Holiday Pops with the North Carolina Symphony
The North Carolina Symphony is celebrating their 80th season. We talk to the Senior Director of Statewide Development about their upcoming holiday pops concert in downtown New Bern.
First the violins, then the violas, the cellos and double bass - each instrument gradually fading in to tune to the key of A major. That's a familiar sound for the 65 full-time professional musicians that make up the North Carolina Symphony. This week, the symphony started their Holiday Pops concert tour making stops in Statesville, Lincolnton and Wilkesboro. Next Thursday, the orchestra will be in New Bern. We spoke with David Lewis who has played tuba in the orchestra for almost 40 years. He spoke to me from the road Thursday afternoon.
"We're in Hickory. We played in High Point Tuesday night, two concerts in Statesville yesterday, two concerts in Lincolnton today."
Lewis is also the tour manager for the Symphony. He says every year, they log about 14,000 miles on charter buses traveling around the State.
"We're a group that works together so much and travels together so much that it's really a close knit community. And I think that's what keeps the orchestra fresh for all of the people. Because we know everybody so well and work together so easily, it makes for a great relationship."
The North Carolina Symphony has been performing across the state since 1932 and is celebrating its 80th season. According to Senior Director of Statewide Development Rob Maddrey, this season has been busy. He says the symphony performs 175 shows each year, but New Bern is one of the symphony's favorite stops.
"Enthusiastic audience, and just great people to play for. Its also far enough from Raleigh that we come down early enough so we have dinner in New Bern, and there's lots of great restaurants. So everyone likes those New Bern trips."
They've made plenty of stops recently in eastern North Carolina, playing for Beaufort County's 300th celebration in September, as well as a Holiday Pops concert in Jacksonville the day after thanksgiving. Maddrey says the Symphony has a lot of support in the eastern part of the state.
"For us to be able to come to not only New Bern, but other communities in the PRE listening area like Morehead City, Washington NC, and Jacksonville places we've been to very recently, it is a privilege and an honor to be able to provide a quality orchestra with some of the highest artistic standards that you would find in any orchestra in anywhere in the country to these communities."
The North Carolina Symphony also performs for elementary schools, holding 40 education concerts across the state each year.
"We provide a one-hour performance for students in grades 4 or 5 these one hour concerts are centered on the theme of what makes music and it's a way of introducing the orchestral world, or repertoire to kids those age."
The first education concert was in 1943.
In addition to playing as a full orchestra, Maddrey says they teach children the concepts of melody, texture, dynamics, rhythm and tone by having musicians demonstrate their instrument individually, and with the accompaniment of other instruments in the same family.
"We hope that many children will be inspired to want to pick up an instrument, whether it's a member of the orchestral family like a violin or cello or perhaps to want to play euphonium in a marching band or clarinet.

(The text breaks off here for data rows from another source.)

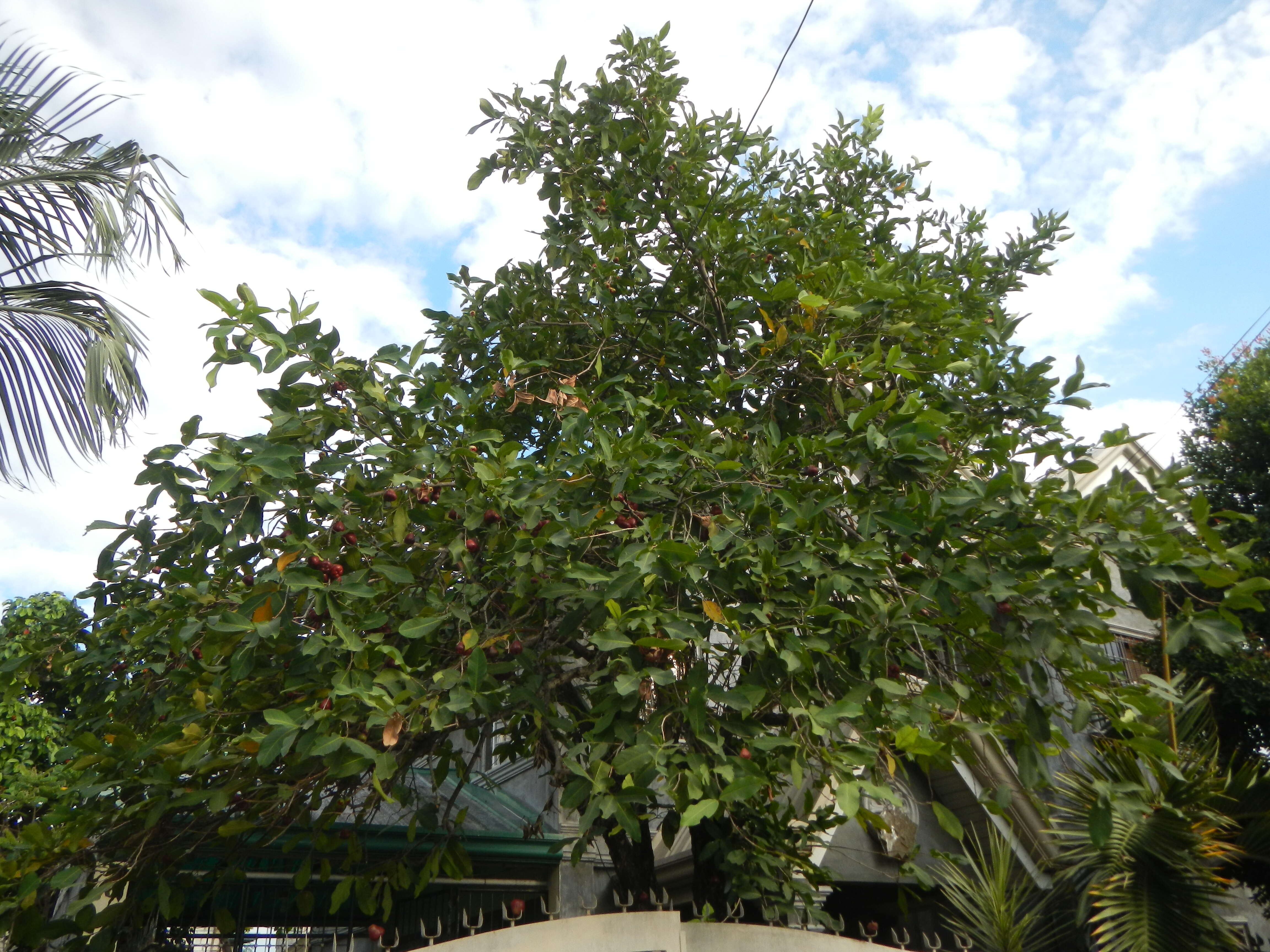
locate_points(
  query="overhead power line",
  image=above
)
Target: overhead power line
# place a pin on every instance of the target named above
(752, 117)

We are hoping that we will inspire this love of music for years to come just by this one simple introduction."
From generation to generation, classical music from the symphony has continued in North Carolina, but not without challenges. The financial stress during the recent Recession caused some symphonies around the nation to shut down. Senior Director of Statewide Development Rob Maddrey says the North Carolina Symphony was forced to look at ways to reduce expenses and trim spending.
"Unfortunately, we asked the musicians to take a cut of five weeks of work off their schedule in 2009, because of that sacrifice in the musicians, and salary cuts in the staffing, that dramatically helped but not enough to reduce our debt load and the financial crisis we suffered in 2009."
The North Carolina Symphony is funded by State dollars, and donations from individuals, corporate sponsors, and foundation members. They also bring in money from ticket sales.
The North Carolina Symphony offers many free concerts throughout the year, including the Summer Pops Concert Series, which made stops in Tarboro, New Bern, and Jacksonville. The symphony also performed three free concerts on Independence Day.
On Thursday, they'll perform in downtown New Bern for their Holiday Pops Concert. Maddrey says the program provides a mix of traditional carols, orchestral work, and the popular Christmas carol sing-along.
"It begins will angels we have heard on high, a pretty old carol for many folks, then it blends into a piece called March of the Toys from Babes in Toyland.
"There's a piece that William Henry Curry will conduct that's called Russian Christmas Music, it's pretty much a collection of Russian Christmas carols arranged for orchestra, but I think its going to bring a smile to many folks faces, and the first half ends with selections from the Nutcracker that everyone will know and love."
The Holiday Pops Concert takes place next Thursday, December 13 at 7:30pm at the New Bern Riverfront Convention Center. I'm Jared Brumbaugh.